Gusev. E I EI; Skvortsova. V I VI; Miasoedov. N F NF; Nezavibat'ko. V N VN; Zhuravleva. E Iu EIu; Vanichkin. A V AV
Key Findings
- Semax added to conventional therapy modestly improved neurological recovery in acute ischemic stroke.
- Higher daily doses (12 mg for moderate, 18 mg for severe strokes) were more effective.

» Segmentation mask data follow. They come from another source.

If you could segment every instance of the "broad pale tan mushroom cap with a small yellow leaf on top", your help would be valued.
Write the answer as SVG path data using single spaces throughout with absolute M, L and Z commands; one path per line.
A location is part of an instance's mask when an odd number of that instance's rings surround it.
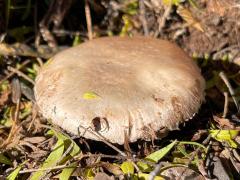
M 123 144 L 178 129 L 204 100 L 197 65 L 176 45 L 105 37 L 55 55 L 39 72 L 37 105 L 63 129 Z M 101 138 L 100 138 L 101 137 Z

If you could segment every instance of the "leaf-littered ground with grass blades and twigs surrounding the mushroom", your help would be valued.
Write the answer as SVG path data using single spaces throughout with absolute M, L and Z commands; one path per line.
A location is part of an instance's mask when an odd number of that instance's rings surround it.
M 239 179 L 239 8 L 238 0 L 0 2 L 0 178 Z M 45 119 L 33 95 L 39 68 L 62 49 L 112 35 L 185 50 L 207 84 L 199 113 L 161 140 L 124 146 Z

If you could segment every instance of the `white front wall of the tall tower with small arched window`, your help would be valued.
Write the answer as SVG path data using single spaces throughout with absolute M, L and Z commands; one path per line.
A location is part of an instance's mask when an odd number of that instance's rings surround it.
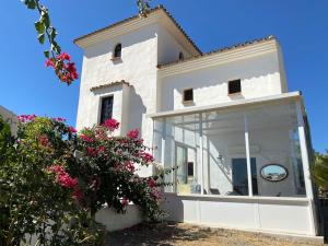
M 157 65 L 157 25 L 152 24 L 131 33 L 95 44 L 84 50 L 80 86 L 77 128 L 96 124 L 98 98 L 90 89 L 96 85 L 125 80 L 131 84 L 128 92 L 118 92 L 126 105 L 116 104 L 114 117 L 122 120 L 126 129 L 139 128 L 145 144 L 151 143 L 152 120 L 145 114 L 155 112 L 156 65 Z M 121 60 L 112 60 L 116 44 L 122 45 Z M 113 89 L 114 90 L 114 89 Z M 104 91 L 105 92 L 105 91 Z M 127 96 L 125 96 L 125 95 Z M 127 105 L 128 104 L 128 105 Z M 116 109 L 120 107 L 120 109 Z M 117 110 L 117 112 L 116 112 Z M 124 116 L 119 116 L 124 112 Z

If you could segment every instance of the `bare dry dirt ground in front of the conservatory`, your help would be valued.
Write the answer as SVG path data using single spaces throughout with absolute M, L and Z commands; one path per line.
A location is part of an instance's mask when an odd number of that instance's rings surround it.
M 318 246 L 258 233 L 200 227 L 184 223 L 140 224 L 108 234 L 109 246 Z M 328 246 L 325 244 L 325 246 Z

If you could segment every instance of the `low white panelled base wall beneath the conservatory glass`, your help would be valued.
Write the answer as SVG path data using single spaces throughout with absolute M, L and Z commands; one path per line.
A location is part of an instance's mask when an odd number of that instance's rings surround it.
M 171 221 L 315 236 L 305 198 L 243 198 L 166 194 Z

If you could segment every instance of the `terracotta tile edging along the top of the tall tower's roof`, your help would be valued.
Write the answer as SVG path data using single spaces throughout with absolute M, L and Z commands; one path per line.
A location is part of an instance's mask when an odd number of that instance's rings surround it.
M 166 14 L 166 15 L 173 21 L 173 23 L 176 25 L 176 27 L 183 33 L 183 35 L 184 35 L 184 36 L 188 39 L 188 42 L 194 46 L 194 48 L 195 48 L 199 54 L 201 54 L 201 50 L 198 48 L 198 46 L 195 44 L 195 42 L 191 40 L 191 38 L 187 35 L 187 33 L 183 30 L 183 27 L 177 23 L 177 21 L 172 16 L 172 14 L 165 9 L 164 5 L 161 4 L 161 5 L 156 7 L 156 8 L 151 9 L 151 10 L 149 11 L 148 14 L 153 13 L 153 12 L 156 12 L 156 11 L 159 11 L 159 10 L 163 10 L 163 11 L 165 12 L 165 14 Z M 85 37 L 89 37 L 89 36 L 92 36 L 92 35 L 94 35 L 94 34 L 101 33 L 101 32 L 103 32 L 103 31 L 105 31 L 105 30 L 110 30 L 110 28 L 113 28 L 113 27 L 115 27 L 115 26 L 118 26 L 118 25 L 120 25 L 120 24 L 124 24 L 124 23 L 127 23 L 127 22 L 129 22 L 129 21 L 133 21 L 133 20 L 137 20 L 137 19 L 140 19 L 140 17 L 142 17 L 142 16 L 140 16 L 139 14 L 137 14 L 137 15 L 133 15 L 133 16 L 131 16 L 131 17 L 125 19 L 125 20 L 122 20 L 122 21 L 116 22 L 116 23 L 114 23 L 114 24 L 112 24 L 112 25 L 108 25 L 108 26 L 106 26 L 106 27 L 104 27 L 104 28 L 96 30 L 96 31 L 94 31 L 94 32 L 92 32 L 92 33 L 89 33 L 89 34 L 86 34 L 86 35 L 83 35 L 83 36 L 81 36 L 81 37 L 75 38 L 75 39 L 74 39 L 74 44 L 77 44 L 77 42 L 79 42 L 79 40 L 81 40 L 81 39 L 83 39 L 83 38 L 85 38 Z

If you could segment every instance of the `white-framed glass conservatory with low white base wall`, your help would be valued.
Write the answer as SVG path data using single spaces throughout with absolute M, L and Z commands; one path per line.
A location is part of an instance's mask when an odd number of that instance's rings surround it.
M 298 93 L 151 117 L 154 156 L 174 169 L 165 176 L 172 220 L 316 234 Z M 285 215 L 295 220 L 281 225 Z

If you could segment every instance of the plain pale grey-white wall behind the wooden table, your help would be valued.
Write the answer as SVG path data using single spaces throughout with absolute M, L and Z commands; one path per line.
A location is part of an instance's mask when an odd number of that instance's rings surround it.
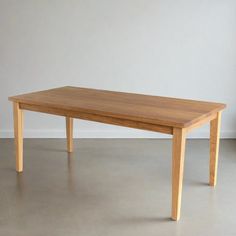
M 225 102 L 222 137 L 236 137 L 236 1 L 0 0 L 0 136 L 8 96 L 64 85 Z M 61 117 L 25 120 L 27 137 L 64 136 Z M 159 137 L 85 121 L 75 135 Z

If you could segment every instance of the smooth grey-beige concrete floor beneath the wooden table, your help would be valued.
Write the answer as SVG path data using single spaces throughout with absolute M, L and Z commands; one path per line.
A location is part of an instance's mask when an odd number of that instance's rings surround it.
M 182 212 L 170 220 L 171 141 L 26 139 L 24 173 L 0 140 L 0 236 L 236 235 L 236 140 L 208 186 L 208 141 L 187 142 Z

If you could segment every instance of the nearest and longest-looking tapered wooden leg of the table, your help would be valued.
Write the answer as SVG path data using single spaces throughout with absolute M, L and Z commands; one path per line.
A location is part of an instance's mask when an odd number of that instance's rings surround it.
M 186 132 L 174 128 L 172 154 L 172 219 L 179 220 L 184 170 Z

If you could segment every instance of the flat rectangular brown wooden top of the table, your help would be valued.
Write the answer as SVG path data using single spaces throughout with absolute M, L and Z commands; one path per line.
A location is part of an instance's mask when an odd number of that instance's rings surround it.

- Treatment courses of 5 days (moderate) or 10 days (severe) showed the greatest benefit.
Practical Outcomes
- For biohackers, the data suggest semax might have neuro‑protective or recovery‑enhancing properties, but the evidence is limited to a small, clinical stroke population. It is not ready for use in healthy individuals or for performance enhancement without further safety and efficacy studies.
Summary
A small clinical study gave the peptide semax to stroke patients and saw a modest speed‑up in recovery of brain function, especially movement, when added to standard care. The best results were with 12 mg daily for moderate strokes and 18 mg daily for severe strokes over 5‑10 days.
Abstract
Efficiency of Semax (synthetic derivative of ACTH-4-10) was studied in 30 patients in acute period of hemispherical ischemic stroke. Control group consisted of 80 patients with the strokes analogous in severity and location of the damages and which were treated by conventional therapy. Different clinical rating scales were used for both objectivization of the severity of the patients' state and estimation of the degree of neurological defect. The control of Semax influence on the functional state of the brain included monitoring of EEG with mapping, repeated analysis of somatosensory evoked potentials and their mapping. It was established that including of Semax in combined intensive therapy of acute ischemic stroke had some influence on the rate of restoration of the damaged neurological functions in terms of increasing the regress of general cerebral and focal, especially motor disorders. The most effective daily doses were 12 mg for patients with strokes of moderate severity and 18 mg for patients with severe strokes (treatment course--5 and 10 days).